Convert urls from text to links even if no protoco

2020-03-02 18:03发布

问题:

Lets say that $content is the content of a textarea

/*Convert the http/https to link */
     $content = preg_replace('!((https://|http://)+[a-z0-9_./?=&-]+)!i', '<a target="_blank" href="$1">$1</a> ', nl2br($_POST['helpcontent'])." ");
/*Convert the www. to link prepending http://*/
     $content = preg_replace('!((www\.)+[a-z0-9_./?=&-]+)!i', '<a target="_blank" href="http://$1">$1</a> ', $content." ");

This was working ok for links, but realised that it was breaking the markup when an image is within the text...

I am trying like this now:

$content = preg_replace('!\s((https?://|http://)+[a-z0-9_./?=&-]+)!i', ' <a href="$1">$1</a> ', nl2br($_POST['content'])." ");
$content = preg_replace('!((www\.)+[a-z0-9_./?=&-]+)!i', '<a target="_blank" href="http://$1">$1</a> ', $content." ");

As is the images are respected, but the problem is that url's with http:// or https:// format won't be converted now..:

google.com -> Not converted (as expected)

www.google.com -> Well Converted

http://google.com -> Not converted (unexpected)

https://google.com -> Not converted (unexpected)

What am I missing?

-EDIT-

Current almost working solution:

$content = preg_replace('!(\s|^)((https?://)+[a-z0-9_./?=&-]+)!i', ' <a href="$2" target="_blank">$2</a> ', nl2br($_POST['content'])." ");
$content = preg_replace('!(\s|^)((www\.)+[a-z0-9_./?=&-]+)!i', '<a target="_blank" href="http://$2"  target="_blank">$2</a> ', $content." ");

The thing here is that if this is the input:

www.funcook.com http://www.funcook.com https://www.funcook.com funcook.com http://funcook.com https://funcook.com

All the urls I want (all, except name.domain) are converted as expected, but this is the output

www.funcook.com http://www.funcook.com https://www.funcook.com ; funcook.com http://funcook.com https://funcook.com

Note an ; is inserted, any idea why?

回答1:

try this:

preg_replace('!(\s|^)((https?://|www\.)+[a-z0-9_./?=&-]+)!i', ' <a href="$2">$2</a> ',$text);

It will pick up links beginning with http:// or with www.

Example



回答2:

You can't at 100%. Becuase there may be links such as stackoverflow.com which do not have www..

If you're only targeting those links:

!(www\.\S+)!i

Should work well enough for you.


EDIT: As for your newest question, as to why http links don't get converted but https do, Your first pattern only searches for https://, or http://. which isn't the case.

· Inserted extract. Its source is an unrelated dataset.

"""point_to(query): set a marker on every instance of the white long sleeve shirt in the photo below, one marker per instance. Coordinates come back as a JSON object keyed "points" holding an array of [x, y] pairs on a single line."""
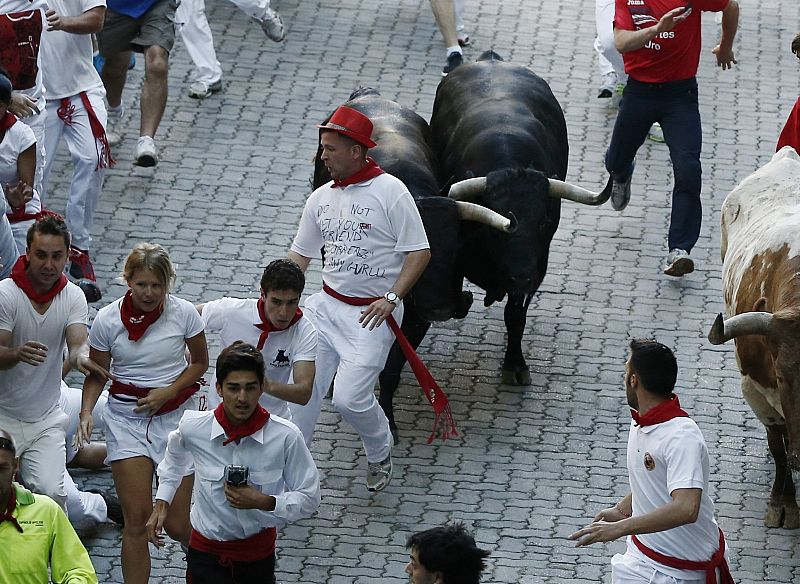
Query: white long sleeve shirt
{"points": [[279, 462]]}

Simplify it by replacing:

(https://|http://\.)

With

(https?://)

Which will make the s optional.



回答3:

Another method to go about adding hyperlinks is that you could take the text that you want to parse for links, and explode it into an array. Then loop through it using foreach (very fast function - http://www.phpbench.com/) and change anything that starts with http://, or https://, or www., or ends with .com/.org/etc into a link.

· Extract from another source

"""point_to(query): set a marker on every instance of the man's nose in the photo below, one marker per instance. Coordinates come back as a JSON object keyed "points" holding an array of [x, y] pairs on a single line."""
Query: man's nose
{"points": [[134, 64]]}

I'm thinking maybe something like this:

$userTextArray = explode(" ",$userText);
foreach( $userTextArray as &$word){
    //if statements to test if if it starts with www. or ends with .com or whatever else
    //change $word so that it is a link
}

Your changes will be reflected in the array since you had the "&" before $userText in your foreach statement. Now just implode the array back into a string and you're good to go.

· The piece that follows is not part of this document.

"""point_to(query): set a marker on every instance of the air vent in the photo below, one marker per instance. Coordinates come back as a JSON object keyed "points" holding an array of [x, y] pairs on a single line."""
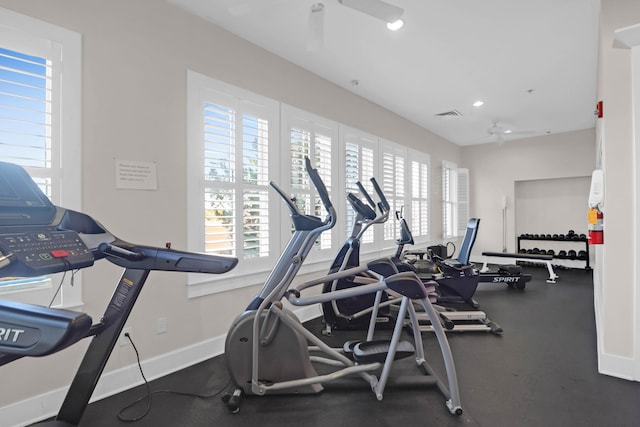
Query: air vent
{"points": [[452, 113]]}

This made sense in my head... But I'm not 100% sure that this is what you're looking for



回答4:

I had similar problem. Here is function which helped me. Maybe it will fit your needs to:

function clHost($Address) { 
   $parseUrl = parse_url(trim($Address)); 
   return  str_replace ("www.","",trim(trim($parseUrl[host] ? $parseUrl[host].$parseUrl[path] :  $parseUrl[path]),'/'));
}

This function will return domain without protocol and "www", so you can add them yourself later.

For example:

$url = "http://www.". clHost($link);

I did it like that, because I couldn't find good regexp.



回答5:

\s((https?://|www.)+[a-z0-9_./?=&-]+)

The problem is that your starting \s is forcing the match to start with a space, so, if you don't have that starting space your match fails. The reg exp is fine (without the \s), but to avoid replacing the images you need to add something to avoid matching them.

If the images are pure html use this: (?<!src=")((https?://|www.)+[a-z0-9_./?=&-]+)

That will look for src=" before the url, to ignore it.

If you use another mark up, tell me and I'll try to find another way to avoid the images.